Deploy the nvidia helm chart on Google Kubernetes Engine (GKE)

Question

Pulumi · Accepted Answer

To deploy an Nvidia Helm chart on Google Kubernetes Engine (GKE) using Pulumi, you will need to perform a few high-level steps:

1. **Create a GKE Cluster**: Define and configure a Kubernetes cluster in Google Cloud.
2. **Install Helm and Tiller**: Ensure that Helm and its server-side component, Tiller, are installed on your GKE cluster.
3. **Add Nvidia Helm Repository**: Add the Nvidia Helm repository so that the desired Nvidia chart can be located.
4. **Deploy the Nvidia Helm Chart**: Define and deploy the Nvidia Helm chart to your GKE cluster.

For the purpose of this guide, I'll demonstrate how you can accomplish these steps with Pulumi in TypeScript.

First, you need to create a new GKE cluster. In Pulumi, you use resource classes from the `@pulumi/gcp` package to create cloud resources. The `Cluster` resource class represents a GKE cluster and allows you to configure properties such as the machine type, node count, and network settings.

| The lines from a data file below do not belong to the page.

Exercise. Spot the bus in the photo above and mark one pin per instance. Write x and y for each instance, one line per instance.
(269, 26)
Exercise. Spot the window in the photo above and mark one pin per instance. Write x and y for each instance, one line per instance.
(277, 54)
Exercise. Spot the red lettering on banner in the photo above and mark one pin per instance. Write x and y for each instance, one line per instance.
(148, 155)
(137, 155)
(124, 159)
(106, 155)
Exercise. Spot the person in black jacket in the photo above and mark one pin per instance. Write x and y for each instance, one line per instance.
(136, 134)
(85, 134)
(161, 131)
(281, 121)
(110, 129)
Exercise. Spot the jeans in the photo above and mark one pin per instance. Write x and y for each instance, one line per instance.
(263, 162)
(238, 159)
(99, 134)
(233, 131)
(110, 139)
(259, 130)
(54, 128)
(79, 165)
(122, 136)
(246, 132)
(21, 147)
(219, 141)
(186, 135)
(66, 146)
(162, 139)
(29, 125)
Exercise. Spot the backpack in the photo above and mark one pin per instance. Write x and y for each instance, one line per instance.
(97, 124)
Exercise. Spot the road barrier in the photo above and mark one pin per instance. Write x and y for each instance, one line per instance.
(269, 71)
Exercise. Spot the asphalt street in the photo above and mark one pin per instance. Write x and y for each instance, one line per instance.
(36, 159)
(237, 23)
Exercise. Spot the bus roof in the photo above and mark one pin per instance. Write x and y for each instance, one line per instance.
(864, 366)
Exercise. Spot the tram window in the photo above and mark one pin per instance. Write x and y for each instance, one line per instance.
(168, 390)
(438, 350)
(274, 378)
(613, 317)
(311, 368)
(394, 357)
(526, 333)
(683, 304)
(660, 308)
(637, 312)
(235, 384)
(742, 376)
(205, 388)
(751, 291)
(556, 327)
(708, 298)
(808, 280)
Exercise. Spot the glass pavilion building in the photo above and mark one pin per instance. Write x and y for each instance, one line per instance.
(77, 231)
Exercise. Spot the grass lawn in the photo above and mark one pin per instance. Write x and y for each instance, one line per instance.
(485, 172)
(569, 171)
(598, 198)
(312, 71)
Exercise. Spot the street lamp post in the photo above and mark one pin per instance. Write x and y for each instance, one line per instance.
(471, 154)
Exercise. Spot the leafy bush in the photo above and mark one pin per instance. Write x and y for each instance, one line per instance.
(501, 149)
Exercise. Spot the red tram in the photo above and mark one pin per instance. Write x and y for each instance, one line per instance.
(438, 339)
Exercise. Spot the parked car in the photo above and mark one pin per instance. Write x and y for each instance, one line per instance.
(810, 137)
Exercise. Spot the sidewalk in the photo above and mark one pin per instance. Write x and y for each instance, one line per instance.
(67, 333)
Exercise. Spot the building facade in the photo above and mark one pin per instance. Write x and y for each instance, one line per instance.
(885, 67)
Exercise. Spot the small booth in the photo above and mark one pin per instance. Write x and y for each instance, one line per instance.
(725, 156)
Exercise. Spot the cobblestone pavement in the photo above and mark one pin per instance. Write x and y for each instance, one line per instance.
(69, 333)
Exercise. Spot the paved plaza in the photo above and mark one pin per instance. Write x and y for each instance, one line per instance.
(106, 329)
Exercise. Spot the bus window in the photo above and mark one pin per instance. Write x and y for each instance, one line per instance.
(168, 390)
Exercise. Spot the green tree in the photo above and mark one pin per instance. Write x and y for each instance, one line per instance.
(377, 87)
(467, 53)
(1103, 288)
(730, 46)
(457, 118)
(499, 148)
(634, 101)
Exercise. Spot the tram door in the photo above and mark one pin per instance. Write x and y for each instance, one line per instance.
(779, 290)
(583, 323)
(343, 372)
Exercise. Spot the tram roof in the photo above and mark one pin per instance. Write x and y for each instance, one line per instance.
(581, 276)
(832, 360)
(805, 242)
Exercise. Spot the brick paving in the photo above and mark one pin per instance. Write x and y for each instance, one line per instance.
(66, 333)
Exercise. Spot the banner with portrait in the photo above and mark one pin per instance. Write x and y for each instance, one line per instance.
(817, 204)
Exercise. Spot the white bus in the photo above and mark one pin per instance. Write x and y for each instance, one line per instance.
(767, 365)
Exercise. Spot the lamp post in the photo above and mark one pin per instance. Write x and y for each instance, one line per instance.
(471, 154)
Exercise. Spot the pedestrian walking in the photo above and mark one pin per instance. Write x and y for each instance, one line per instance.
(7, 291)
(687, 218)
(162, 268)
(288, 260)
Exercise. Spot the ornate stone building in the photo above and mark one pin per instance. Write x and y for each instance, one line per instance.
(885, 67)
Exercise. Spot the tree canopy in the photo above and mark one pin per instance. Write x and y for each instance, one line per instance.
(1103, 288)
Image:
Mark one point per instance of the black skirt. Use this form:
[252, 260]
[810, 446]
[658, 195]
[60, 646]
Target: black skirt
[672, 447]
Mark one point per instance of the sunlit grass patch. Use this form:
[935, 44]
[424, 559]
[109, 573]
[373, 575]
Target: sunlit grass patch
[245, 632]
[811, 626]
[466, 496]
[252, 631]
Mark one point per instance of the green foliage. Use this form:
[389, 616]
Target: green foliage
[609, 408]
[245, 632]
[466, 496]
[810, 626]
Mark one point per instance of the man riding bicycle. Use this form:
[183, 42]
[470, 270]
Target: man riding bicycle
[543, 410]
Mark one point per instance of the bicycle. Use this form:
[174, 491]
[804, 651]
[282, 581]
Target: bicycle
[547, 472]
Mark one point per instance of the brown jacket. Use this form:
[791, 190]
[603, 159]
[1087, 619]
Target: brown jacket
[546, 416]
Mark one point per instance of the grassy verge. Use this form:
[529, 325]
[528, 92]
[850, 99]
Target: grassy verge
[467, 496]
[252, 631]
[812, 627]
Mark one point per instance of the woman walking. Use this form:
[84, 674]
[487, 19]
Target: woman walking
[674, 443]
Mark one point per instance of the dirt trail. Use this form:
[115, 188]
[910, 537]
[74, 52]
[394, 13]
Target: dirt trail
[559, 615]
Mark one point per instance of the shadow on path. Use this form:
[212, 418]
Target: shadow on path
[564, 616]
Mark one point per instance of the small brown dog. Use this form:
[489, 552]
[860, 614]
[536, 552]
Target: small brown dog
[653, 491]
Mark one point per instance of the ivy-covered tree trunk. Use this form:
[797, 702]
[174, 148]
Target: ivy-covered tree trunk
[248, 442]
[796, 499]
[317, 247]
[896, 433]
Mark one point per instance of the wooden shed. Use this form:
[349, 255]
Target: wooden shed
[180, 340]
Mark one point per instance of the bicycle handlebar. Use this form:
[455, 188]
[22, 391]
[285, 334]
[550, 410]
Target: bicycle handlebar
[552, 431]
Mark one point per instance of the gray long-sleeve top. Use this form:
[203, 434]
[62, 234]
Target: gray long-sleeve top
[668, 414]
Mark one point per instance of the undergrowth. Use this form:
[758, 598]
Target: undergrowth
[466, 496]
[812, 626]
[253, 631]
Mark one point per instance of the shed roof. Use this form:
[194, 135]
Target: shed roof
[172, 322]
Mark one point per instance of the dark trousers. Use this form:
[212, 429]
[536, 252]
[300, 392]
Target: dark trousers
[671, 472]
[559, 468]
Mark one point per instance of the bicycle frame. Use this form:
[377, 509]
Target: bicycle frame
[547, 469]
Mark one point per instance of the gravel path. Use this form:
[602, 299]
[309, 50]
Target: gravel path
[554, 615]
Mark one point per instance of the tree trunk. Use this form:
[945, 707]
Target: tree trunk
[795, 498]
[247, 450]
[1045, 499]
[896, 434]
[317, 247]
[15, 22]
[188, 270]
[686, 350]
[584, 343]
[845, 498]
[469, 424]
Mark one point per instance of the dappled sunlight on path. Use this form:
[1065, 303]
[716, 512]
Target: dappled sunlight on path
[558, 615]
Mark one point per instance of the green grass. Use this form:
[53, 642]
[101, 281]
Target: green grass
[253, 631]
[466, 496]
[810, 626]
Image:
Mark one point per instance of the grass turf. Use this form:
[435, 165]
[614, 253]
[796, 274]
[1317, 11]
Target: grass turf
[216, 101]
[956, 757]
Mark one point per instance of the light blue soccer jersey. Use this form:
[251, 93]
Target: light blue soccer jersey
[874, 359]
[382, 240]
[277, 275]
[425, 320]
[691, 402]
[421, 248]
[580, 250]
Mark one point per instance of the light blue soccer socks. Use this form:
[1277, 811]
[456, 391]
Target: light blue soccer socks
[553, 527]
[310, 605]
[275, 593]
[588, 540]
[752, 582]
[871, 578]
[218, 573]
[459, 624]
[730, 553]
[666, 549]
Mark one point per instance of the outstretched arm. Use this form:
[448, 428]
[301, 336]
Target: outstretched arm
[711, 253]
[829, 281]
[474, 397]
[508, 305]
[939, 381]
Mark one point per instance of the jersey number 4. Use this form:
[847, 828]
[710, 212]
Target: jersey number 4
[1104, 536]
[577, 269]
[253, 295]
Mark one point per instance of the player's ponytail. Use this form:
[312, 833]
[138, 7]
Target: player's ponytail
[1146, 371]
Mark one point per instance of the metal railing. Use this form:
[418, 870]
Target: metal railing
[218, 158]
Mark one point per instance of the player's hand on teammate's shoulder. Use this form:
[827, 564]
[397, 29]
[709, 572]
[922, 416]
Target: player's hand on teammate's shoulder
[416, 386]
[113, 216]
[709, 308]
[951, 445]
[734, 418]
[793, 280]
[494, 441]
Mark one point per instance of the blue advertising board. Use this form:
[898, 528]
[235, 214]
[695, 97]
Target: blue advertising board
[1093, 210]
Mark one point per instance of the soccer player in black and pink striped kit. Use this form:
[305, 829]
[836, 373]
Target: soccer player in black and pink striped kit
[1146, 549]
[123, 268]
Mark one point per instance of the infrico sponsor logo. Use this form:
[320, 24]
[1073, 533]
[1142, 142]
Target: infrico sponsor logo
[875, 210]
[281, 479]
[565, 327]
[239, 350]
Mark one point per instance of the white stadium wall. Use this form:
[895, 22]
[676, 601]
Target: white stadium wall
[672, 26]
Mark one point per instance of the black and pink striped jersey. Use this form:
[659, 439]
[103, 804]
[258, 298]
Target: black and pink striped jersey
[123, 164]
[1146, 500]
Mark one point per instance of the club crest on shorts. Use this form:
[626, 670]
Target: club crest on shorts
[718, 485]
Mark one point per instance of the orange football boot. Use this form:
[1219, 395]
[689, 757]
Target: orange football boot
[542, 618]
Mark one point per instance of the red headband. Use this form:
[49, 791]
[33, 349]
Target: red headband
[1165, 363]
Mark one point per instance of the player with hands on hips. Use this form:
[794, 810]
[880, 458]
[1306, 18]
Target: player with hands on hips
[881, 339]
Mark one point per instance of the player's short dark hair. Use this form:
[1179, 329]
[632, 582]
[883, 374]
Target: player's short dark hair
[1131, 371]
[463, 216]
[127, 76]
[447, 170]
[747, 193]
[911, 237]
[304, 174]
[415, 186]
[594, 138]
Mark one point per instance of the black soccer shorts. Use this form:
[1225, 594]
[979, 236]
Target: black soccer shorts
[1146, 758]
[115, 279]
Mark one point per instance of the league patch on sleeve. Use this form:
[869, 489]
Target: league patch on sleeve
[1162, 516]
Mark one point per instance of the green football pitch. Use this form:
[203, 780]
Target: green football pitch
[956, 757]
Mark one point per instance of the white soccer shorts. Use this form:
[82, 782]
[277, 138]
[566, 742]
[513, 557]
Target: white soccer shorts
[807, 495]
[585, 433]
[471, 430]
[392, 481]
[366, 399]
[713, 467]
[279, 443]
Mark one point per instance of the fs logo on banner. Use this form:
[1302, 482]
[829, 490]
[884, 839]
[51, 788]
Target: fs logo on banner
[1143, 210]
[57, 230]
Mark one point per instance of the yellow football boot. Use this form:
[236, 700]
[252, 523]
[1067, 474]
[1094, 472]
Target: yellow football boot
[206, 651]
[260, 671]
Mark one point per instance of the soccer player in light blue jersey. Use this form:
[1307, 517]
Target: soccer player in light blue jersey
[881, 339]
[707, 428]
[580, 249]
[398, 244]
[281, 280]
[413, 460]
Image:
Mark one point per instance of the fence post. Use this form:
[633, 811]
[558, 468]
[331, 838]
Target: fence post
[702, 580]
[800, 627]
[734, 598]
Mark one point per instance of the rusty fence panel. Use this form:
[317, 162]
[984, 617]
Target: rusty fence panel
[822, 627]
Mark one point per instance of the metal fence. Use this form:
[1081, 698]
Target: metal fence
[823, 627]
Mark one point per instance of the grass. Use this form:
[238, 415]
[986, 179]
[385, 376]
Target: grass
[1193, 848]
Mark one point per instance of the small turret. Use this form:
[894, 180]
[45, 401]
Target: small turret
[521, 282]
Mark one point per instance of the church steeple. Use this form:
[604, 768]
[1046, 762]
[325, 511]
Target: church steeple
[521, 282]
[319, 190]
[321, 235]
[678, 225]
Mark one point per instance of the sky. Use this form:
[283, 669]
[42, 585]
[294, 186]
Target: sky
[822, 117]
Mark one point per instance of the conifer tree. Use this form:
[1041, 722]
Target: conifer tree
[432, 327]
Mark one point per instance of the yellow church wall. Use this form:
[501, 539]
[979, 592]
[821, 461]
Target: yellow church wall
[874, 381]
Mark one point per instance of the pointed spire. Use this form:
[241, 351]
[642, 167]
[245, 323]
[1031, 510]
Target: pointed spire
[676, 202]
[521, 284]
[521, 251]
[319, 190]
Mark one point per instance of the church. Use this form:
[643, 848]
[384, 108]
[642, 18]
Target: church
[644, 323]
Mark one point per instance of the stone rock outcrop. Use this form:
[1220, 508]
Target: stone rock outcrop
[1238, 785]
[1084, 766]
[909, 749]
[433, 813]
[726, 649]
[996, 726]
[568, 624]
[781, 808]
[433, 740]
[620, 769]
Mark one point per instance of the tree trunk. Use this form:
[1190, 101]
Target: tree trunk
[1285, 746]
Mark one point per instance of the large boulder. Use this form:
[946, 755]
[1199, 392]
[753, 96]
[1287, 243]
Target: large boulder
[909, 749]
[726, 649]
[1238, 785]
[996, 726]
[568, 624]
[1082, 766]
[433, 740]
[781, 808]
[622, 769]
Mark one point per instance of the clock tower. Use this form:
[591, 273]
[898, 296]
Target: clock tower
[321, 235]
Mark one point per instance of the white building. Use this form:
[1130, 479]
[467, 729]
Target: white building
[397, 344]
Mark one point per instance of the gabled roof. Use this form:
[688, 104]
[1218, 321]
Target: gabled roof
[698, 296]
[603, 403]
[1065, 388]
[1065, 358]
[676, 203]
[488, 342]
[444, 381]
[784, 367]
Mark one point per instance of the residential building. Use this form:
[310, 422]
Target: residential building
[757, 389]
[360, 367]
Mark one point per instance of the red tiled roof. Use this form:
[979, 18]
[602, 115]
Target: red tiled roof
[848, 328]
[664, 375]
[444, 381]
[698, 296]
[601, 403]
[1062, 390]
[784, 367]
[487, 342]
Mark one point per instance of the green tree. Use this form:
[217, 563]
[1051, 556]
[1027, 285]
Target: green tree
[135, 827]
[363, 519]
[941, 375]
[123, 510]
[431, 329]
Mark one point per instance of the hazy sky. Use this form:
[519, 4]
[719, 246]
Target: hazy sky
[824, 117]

Once the GKE cluster is created, you typically use the Pulumi Kubernetes provider to interact with the cluster. This provider uses the cluster's kubeconfig file to authenticate with the cluster.

Next, you'll set up Helm support. Pulumi's Kubernetes provider has first-class support for Helm, which can be leveraged to deploy Helm charts.

Below you can find an illustrative Pulumi TypeScript program that performs these steps. Please note that this assumes you have Pulumi and GCP set up and configured appropriately to deploy resources.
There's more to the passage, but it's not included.